Canadian hiker rescued from White Mountains after failing to light stove, put up tent

Monitor staff
Friday, January 06, 2017

A Toronto teenager found out the hard way how much can go wrong when hiking alone in the winter.

Xusheng Wang, 17, of Toronto, Canada, was rescued from the Liberty Springs Trail in Lincoln Thursday afternoon after Fish and Game conservation officers received a call around 6:30 p.m. of a cold, dehydrated hiker in the woods.

Coordinates placed the hiker at about 2.6 miles from the bike trail at the Liberty Springs tent site, according to a Fish and Game. Conservation officers found Wang at 10 p.m. and were able to provide dry clothing, and by 1 a.m. the party had made it out of the trail.

Wang had set out on a 35-mile, four-day hike from the trail earlier that day, despite advice from the Appalachian Mountain Club and Fish and Game not to do so. Temperatures were expected to drop into the teens that night. Wang had all the equipment necessary to complete the hike, but lacked the experience to do so. Officials say Wang  called for help after he was unable to operate his stove or set up his tent, and feared he would not be able to keep warm or rehydrate himself.

Fish and Game Lt. James Kneeland said he will recommend that Wang pay for the cost of the rescue, which he estimated would be around $1,200 to $1,300, including the cost of overtime and mileage on the officers’ cruisers. 

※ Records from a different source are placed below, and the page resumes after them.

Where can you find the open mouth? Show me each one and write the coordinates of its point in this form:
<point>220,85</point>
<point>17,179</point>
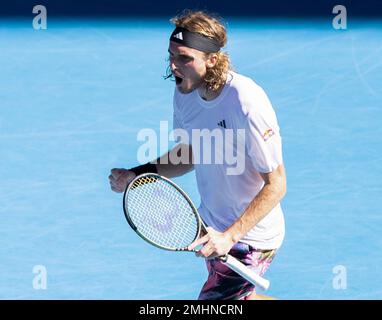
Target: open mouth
<point>178,80</point>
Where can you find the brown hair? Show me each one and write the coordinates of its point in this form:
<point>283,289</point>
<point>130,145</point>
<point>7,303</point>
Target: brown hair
<point>210,26</point>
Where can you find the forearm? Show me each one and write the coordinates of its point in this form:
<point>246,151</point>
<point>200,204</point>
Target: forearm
<point>176,162</point>
<point>270,195</point>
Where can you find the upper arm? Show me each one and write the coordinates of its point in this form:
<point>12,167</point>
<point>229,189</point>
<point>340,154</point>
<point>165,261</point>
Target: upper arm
<point>276,178</point>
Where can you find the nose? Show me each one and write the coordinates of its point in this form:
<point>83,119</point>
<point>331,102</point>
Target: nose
<point>173,65</point>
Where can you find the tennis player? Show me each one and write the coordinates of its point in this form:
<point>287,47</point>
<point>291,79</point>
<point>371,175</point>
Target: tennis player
<point>243,210</point>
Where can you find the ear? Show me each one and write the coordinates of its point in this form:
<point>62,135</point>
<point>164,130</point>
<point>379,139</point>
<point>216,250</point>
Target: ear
<point>211,60</point>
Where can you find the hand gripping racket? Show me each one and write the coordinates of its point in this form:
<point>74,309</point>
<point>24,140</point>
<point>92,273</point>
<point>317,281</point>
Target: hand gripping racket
<point>162,214</point>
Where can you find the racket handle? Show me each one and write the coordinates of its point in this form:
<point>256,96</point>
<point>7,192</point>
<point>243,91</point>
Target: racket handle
<point>245,272</point>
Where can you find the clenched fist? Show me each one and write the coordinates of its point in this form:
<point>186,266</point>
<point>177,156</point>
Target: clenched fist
<point>120,178</point>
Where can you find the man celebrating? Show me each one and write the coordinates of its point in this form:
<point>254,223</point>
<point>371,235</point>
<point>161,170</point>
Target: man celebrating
<point>242,210</point>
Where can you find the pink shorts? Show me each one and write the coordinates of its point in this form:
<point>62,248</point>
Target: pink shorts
<point>225,284</point>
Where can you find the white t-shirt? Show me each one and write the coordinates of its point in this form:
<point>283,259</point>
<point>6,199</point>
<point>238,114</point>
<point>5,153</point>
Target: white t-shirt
<point>244,109</point>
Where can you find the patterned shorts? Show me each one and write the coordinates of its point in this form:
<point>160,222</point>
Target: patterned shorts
<point>225,284</point>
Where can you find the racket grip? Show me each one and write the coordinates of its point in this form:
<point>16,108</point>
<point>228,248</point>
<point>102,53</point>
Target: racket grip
<point>245,272</point>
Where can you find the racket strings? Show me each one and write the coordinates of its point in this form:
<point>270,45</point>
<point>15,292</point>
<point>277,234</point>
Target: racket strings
<point>161,213</point>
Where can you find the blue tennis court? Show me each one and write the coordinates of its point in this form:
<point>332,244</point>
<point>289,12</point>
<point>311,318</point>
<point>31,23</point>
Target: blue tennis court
<point>72,101</point>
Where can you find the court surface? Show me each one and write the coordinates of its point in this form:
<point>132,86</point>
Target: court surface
<point>72,100</point>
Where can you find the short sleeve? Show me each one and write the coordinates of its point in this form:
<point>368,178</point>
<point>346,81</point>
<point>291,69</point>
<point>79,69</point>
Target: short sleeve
<point>263,140</point>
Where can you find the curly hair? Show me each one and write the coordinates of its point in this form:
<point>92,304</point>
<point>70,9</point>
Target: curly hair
<point>210,26</point>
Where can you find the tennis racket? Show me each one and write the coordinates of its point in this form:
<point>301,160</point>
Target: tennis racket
<point>162,214</point>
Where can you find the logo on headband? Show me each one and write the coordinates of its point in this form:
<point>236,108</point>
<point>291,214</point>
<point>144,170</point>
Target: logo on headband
<point>178,36</point>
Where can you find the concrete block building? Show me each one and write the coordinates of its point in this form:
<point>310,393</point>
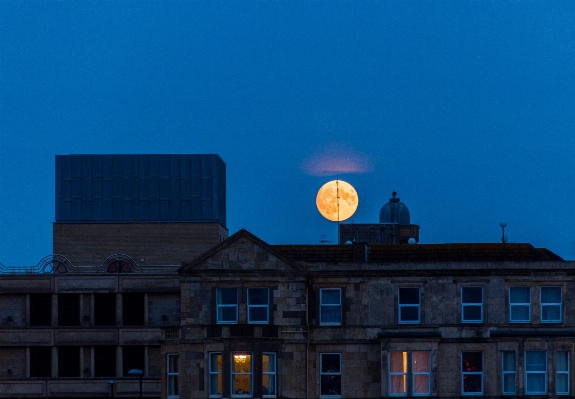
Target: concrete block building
<point>144,277</point>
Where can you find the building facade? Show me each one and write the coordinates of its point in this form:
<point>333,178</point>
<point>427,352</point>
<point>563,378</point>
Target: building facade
<point>146,278</point>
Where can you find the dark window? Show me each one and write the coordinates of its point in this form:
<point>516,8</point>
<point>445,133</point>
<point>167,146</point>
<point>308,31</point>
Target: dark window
<point>40,310</point>
<point>408,305</point>
<point>68,361</point>
<point>133,309</point>
<point>69,309</point>
<point>133,357</point>
<point>105,361</point>
<point>105,309</point>
<point>227,305</point>
<point>40,361</point>
<point>330,374</point>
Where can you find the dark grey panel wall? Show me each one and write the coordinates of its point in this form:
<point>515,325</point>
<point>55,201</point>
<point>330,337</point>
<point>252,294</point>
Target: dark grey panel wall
<point>178,188</point>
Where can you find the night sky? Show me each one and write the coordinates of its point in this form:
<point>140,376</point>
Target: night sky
<point>465,108</point>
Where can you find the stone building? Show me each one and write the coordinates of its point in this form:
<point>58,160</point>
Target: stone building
<point>147,278</point>
<point>374,321</point>
<point>78,322</point>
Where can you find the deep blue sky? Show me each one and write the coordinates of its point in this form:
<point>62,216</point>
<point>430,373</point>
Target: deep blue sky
<point>465,108</point>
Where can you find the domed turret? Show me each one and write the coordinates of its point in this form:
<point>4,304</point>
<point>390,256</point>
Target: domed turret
<point>394,212</point>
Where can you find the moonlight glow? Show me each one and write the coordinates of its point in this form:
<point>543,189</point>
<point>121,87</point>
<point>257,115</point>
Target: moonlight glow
<point>337,200</point>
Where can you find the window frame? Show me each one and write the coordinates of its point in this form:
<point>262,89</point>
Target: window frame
<point>409,375</point>
<point>550,304</point>
<point>400,306</point>
<point>528,373</point>
<point>233,373</point>
<point>528,304</point>
<point>470,304</point>
<point>322,305</point>
<point>464,373</point>
<point>273,373</point>
<point>562,372</point>
<point>505,372</point>
<point>214,374</point>
<point>223,305</point>
<point>251,306</point>
<point>172,377</point>
<point>327,373</point>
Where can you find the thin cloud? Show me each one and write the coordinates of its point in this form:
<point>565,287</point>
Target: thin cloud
<point>337,158</point>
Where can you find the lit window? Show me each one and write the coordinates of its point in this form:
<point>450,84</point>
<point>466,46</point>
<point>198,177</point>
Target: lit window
<point>551,304</point>
<point>472,373</point>
<point>408,305</point>
<point>519,304</point>
<point>562,368</point>
<point>398,373</point>
<point>535,372</point>
<point>241,374</point>
<point>330,374</point>
<point>215,375</point>
<point>258,310</point>
<point>399,377</point>
<point>471,304</point>
<point>173,374</point>
<point>330,306</point>
<point>508,369</point>
<point>268,374</point>
<point>227,305</point>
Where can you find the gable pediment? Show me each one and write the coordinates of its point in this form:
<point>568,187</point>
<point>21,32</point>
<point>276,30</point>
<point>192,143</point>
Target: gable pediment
<point>241,252</point>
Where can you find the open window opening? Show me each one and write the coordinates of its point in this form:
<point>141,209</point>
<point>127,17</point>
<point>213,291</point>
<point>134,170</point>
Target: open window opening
<point>40,310</point>
<point>69,309</point>
<point>133,309</point>
<point>105,309</point>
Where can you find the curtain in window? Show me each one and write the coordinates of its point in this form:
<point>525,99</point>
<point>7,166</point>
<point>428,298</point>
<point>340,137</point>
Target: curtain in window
<point>535,371</point>
<point>550,303</point>
<point>398,372</point>
<point>508,372</point>
<point>562,359</point>
<point>520,295</point>
<point>421,367</point>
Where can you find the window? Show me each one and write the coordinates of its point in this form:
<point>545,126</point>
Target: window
<point>471,304</point>
<point>68,309</point>
<point>258,305</point>
<point>268,374</point>
<point>68,361</point>
<point>535,372</point>
<point>40,310</point>
<point>40,361</point>
<point>330,374</point>
<point>551,304</point>
<point>104,309</point>
<point>173,369</point>
<point>472,373</point>
<point>562,369</point>
<point>417,376</point>
<point>242,374</point>
<point>508,370</point>
<point>105,361</point>
<point>330,306</point>
<point>408,301</point>
<point>133,358</point>
<point>215,375</point>
<point>519,304</point>
<point>227,305</point>
<point>133,309</point>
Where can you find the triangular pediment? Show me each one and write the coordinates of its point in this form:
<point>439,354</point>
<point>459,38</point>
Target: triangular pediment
<point>242,251</point>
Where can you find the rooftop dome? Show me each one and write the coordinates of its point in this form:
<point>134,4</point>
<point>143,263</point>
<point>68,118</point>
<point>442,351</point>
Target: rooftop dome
<point>394,212</point>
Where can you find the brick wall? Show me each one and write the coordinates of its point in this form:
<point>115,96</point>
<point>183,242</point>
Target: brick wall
<point>156,243</point>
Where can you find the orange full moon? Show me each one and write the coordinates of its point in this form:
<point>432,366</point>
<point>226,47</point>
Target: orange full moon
<point>337,200</point>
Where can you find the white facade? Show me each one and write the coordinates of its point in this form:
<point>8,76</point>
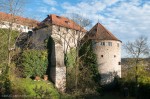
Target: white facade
<point>15,26</point>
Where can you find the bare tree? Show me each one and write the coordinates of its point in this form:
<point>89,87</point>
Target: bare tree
<point>13,7</point>
<point>137,50</point>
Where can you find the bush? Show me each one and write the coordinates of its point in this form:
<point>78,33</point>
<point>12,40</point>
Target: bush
<point>34,62</point>
<point>29,89</point>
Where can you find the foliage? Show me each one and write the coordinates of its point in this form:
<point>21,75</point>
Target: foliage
<point>34,62</point>
<point>88,75</point>
<point>4,47</point>
<point>141,91</point>
<point>26,87</point>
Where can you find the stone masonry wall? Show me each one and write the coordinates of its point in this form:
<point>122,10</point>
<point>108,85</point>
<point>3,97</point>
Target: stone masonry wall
<point>109,59</point>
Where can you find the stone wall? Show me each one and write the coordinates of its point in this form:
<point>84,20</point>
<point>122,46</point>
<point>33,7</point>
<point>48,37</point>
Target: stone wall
<point>64,39</point>
<point>109,59</point>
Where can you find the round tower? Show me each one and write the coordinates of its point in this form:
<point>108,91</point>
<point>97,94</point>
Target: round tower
<point>108,50</point>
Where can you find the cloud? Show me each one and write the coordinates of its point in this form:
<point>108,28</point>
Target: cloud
<point>50,2</point>
<point>126,19</point>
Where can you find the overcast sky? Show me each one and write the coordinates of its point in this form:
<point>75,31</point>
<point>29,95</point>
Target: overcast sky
<point>126,19</point>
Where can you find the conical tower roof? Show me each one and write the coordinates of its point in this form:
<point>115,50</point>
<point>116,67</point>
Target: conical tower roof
<point>99,32</point>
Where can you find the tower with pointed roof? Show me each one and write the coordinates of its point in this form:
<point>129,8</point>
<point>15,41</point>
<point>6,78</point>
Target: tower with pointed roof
<point>108,50</point>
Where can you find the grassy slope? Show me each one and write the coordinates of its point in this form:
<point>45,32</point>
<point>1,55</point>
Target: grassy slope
<point>25,87</point>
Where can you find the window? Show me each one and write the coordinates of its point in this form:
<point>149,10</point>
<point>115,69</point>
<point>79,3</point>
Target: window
<point>103,43</point>
<point>3,23</point>
<point>18,26</point>
<point>67,22</point>
<point>118,44</point>
<point>109,43</point>
<point>58,28</point>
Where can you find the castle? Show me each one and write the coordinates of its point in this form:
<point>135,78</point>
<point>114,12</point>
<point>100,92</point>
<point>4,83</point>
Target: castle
<point>64,34</point>
<point>17,23</point>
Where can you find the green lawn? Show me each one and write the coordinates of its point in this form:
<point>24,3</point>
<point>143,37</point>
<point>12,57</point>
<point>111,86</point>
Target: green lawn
<point>26,87</point>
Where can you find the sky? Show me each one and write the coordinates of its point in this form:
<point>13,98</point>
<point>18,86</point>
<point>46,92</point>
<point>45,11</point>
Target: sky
<point>126,19</point>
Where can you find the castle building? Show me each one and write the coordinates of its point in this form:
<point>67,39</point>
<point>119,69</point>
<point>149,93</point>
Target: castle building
<point>18,23</point>
<point>64,34</point>
<point>108,50</point>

Kneeland noted that Wang was also lucky he was not far from the trail – had he made it 12 or 14 miles into his 35-mile trek, it is possible he could have ended up in an area with little to no cell phone reception, and have been in potentially lethal trouble.

While Kneeland said most hikers who go out in the winter are experienced enough to bring proper equipment, a winter hiking trip can quickly turn bad. He pointed to the recent death of Jack Holden, a 26-year-old Massachusetts hiker who was found dead on the Bondcliff Trail on Christmas Day.

Holden had enough experience and equipment to attempt the Bondcliff Trial, but his itinerary – taking on three 4,000-footers and 22 miles of trail – was ambitious, Kneeland said. The hiker had told his parents by text message earlier on Christmas Eve he would be home by 11 p.m. Officials believe the weather turned wet that night, a challenge Holden would have had to face as night fell and temperatures dropped. His body was found at 8 p.m. on Christmas Day.

Fish and Game recommends hikers follow the “Hiker Responsibility Code,” found at www.hikesafe.com. In addition to setting out with the right equipment and knowledge, hikers should know when to turn back in instances of unexpected weather conditions or fatigue. In emergencies, such as an injury or severe weather conditions hikers should know how to rescue themselves, the site states.